If I were writing RFCs again from the start, I would treat the alternatives section as the real work, not a formality, and write it before I was attached to an answer. Doing the honest comparison first sometimes changes the recommendation and always makes it more defensible, because by review time you have already argued both sides yourself. An RFC that has genuinely considered the alternatives does not need to defend itself; the reasoning does it for you.

Sources

Frequently asked questions

What is an engineering RFC?

An RFC (request for comments) is a written design proposal that states a problem, the options considered, and a recommended decision with its rationale, circulated for feedback before implementation. It exists to make the thinking reviewable and to build alignment before code is written.

What makes an RFC survive design review?

Framing the problem clearly, presenting real alternatives with honest tradeoffs, and justifying the recommendation against them. Reviewers approve proposals that show the author understood the problem and the options, not proposals that present one design as if no others existed.

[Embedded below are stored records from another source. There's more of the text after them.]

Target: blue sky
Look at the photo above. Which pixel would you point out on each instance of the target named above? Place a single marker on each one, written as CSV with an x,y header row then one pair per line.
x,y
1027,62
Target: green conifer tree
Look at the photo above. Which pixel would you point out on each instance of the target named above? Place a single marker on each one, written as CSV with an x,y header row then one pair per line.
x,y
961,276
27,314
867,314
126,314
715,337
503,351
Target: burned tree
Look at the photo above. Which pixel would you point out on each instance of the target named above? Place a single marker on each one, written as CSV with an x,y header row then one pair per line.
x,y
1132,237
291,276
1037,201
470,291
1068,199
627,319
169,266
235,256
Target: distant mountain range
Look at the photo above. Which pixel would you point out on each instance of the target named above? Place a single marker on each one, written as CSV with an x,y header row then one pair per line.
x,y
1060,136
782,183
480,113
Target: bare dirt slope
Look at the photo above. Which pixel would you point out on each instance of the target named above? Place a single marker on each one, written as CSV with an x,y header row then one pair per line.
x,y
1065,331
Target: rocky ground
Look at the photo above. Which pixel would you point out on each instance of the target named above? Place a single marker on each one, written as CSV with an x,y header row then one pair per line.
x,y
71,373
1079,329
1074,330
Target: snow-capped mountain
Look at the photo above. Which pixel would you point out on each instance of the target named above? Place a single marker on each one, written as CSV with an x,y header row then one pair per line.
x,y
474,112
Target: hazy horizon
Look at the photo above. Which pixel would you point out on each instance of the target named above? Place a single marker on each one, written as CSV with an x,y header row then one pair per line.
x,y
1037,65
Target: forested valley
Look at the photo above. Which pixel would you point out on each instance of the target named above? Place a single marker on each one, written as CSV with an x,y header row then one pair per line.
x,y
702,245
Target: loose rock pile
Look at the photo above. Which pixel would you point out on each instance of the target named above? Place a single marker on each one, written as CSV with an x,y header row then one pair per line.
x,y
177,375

What should an RFC include?

A problem statement, goals and non-goals, the proposed design, alternatives considered with tradeoffs, the impact on other systems, and open questions. The alternatives and non-goals sections are what separate a strong RFC from a design doc that just describes one solution.

Why do RFCs get rejected in design review?

Usually because they jump to a solution without framing the problem, present only one option, ignore tradeoffs and failure modes, or skip the impact on adjacent teams. Reviewers cannot evaluate a decision they cannot see the reasoning behind.